FDI into the country grew 22 per cent to USD 35.85 billion during April-December of 2016-17.
New Delhi: Cash and ATM management companies will soon be allowed to attract 100 per cent foreign direct investment as they are not required to comply with the Private Security Agencies (Regulation) Act (PSARA). A clarification to this effect is likely to be issued by the home ministry shortly.
The clarification will be against the backdrop of the confusion among firms in cash and ATM management relating to compliance with the Act, under which they can receive FDI only up to 49 per cent.
The issue was discussed at a meeting convened by the Prime Minister's Office (PMO) last month.

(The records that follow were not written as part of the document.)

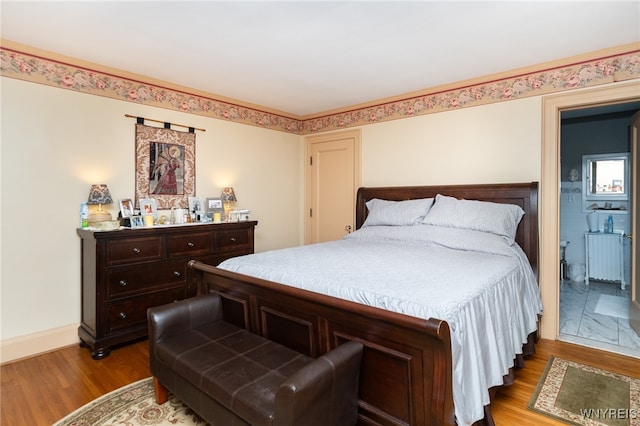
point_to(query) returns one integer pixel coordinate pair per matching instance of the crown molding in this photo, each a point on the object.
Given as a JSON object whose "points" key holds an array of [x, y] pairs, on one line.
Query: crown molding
{"points": [[590, 69]]}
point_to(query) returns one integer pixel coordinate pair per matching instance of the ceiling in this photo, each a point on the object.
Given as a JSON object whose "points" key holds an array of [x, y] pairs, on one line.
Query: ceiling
{"points": [[309, 57]]}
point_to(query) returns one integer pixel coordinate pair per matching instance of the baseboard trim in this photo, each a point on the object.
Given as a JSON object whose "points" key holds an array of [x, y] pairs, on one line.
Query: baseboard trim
{"points": [[37, 343]]}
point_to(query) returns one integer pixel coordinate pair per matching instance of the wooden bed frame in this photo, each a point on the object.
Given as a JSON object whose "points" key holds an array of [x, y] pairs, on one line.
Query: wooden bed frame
{"points": [[406, 374]]}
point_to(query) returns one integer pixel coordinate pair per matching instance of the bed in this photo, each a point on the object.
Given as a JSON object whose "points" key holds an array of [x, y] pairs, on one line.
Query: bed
{"points": [[437, 282]]}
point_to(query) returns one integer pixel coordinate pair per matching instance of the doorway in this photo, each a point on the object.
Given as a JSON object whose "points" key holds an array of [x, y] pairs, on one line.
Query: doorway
{"points": [[550, 189], [594, 300], [332, 180]]}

"In that meeting, it was decided that the home ministry would be asked to issue a clarification that these companies will not have to comply with PSARA and would be eligible to attract 100 per cent FDI," an official said.
There are about a dozen cash management players in the country, including Writer Safeguard, SIS Securitas, CMS, Secure Value, Logicash, Brinks Arya, Securitrans and Scientific Security Management Services.
According to experts, companies managing cash for banks have so far been caught in a policy tangle, with the home ministry insisting that 100 per cent FDI could not be allowed for them if they provide private security guards or armoured vehicles.
Companies that make devices such as currency authenticators and sorting and currency counting machines will also benefit from this clarification, they added. Several players, including TVS Electronics and ITI, are in such businesses. Cash Management companies handle over Rs 40,000 crore of cash per day.
The government in 2015 permitted 100 per cent FDI under the automatic route for white label ATM operations with an aim to promote financial inclusion.
FDI into the country grew 22 per cent to USD 35.85 billion during April-December of 2016-17. Foreign investment is considered crucial for India, which needs around USD 1 trillion for overhauling its infrastructure such as ports, airports and highways to boost growth.
A strong inflow of foreign investments also helps improve balance of payments and strengthen the rupee against other global currencies, especially the dollar.